Berne, Suisse Août 1906

— Vous cherchez quelque chose ?

Mathias mit un instant à comprendre qu’il fixait toujours la dame assise sur le banc. Elle l’observait du coin de l’œil, vraisemblablement mal à l’aise. Il cligna plusieurs fois des yeux puis, sans même prendre la peine de s’excuser, il se leva et partit d’un pas rapide en sens inverse d’où il était venu.

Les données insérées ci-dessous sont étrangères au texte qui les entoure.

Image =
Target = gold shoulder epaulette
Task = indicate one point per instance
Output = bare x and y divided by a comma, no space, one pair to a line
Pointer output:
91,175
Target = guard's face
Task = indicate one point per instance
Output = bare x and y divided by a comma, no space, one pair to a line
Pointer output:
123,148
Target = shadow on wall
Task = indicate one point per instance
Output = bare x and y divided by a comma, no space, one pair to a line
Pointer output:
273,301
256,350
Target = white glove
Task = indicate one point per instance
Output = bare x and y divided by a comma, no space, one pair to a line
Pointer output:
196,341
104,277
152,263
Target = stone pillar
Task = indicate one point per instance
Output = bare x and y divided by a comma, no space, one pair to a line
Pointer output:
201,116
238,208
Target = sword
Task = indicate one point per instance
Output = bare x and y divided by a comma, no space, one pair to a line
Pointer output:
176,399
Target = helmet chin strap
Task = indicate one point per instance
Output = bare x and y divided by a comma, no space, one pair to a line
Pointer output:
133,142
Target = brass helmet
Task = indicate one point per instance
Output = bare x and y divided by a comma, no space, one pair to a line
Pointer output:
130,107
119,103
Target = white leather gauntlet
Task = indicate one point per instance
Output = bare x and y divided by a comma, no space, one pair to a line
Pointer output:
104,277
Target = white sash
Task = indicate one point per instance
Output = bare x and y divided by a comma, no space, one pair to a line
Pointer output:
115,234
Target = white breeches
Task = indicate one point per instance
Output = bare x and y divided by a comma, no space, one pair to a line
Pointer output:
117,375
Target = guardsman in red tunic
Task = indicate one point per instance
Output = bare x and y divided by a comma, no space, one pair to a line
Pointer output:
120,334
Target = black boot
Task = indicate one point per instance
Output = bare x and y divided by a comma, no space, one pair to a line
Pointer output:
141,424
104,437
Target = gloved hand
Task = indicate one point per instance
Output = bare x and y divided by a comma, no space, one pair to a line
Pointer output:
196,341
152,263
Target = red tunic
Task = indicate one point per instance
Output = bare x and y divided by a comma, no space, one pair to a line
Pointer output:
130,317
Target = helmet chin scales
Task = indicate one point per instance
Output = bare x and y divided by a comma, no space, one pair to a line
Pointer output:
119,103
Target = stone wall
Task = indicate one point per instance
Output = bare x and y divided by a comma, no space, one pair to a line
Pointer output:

Il avait l’étrange impression de glisser, de flotter au-dessus du pavé sans réellement le sentir sous ses pieds. Les bruits ambiants sonnaient étouffés, lointains. Il traversa ainsi une rue, puis une autre qui débouchait sur une grande allée. Après quelques enjambées, il se retrouva finalement près d’une bâtisse à l’allure familière : le magasin de Grégoire. Par la porte vitrée, il vit son ami occuper presque tout l’espace derrière le comptoir et proposer une boîte de tabac à un client. Au bout d’un moment, Grégoire tourna la tête et ses yeux s’agrandirent lorsqu’il aperçut Mathias. Il serra la main de l’homme auquel il remettait de la monnaie et vint tout de suite ouvrir la porte.

— Mathias ! Mais pourquoi tu restes dehors comme ça ? Allez, entre ! T’as trouvé la librairie dont je t’avais parlé ?

Il s’arrêta pour l’observer, les sourcils froncés, puis le guida vers une chaise tout près du comptoir.

— Ça va pas ? T’as la tête d’un gars qui a vu un revenant… — Oh, ce n’est rien.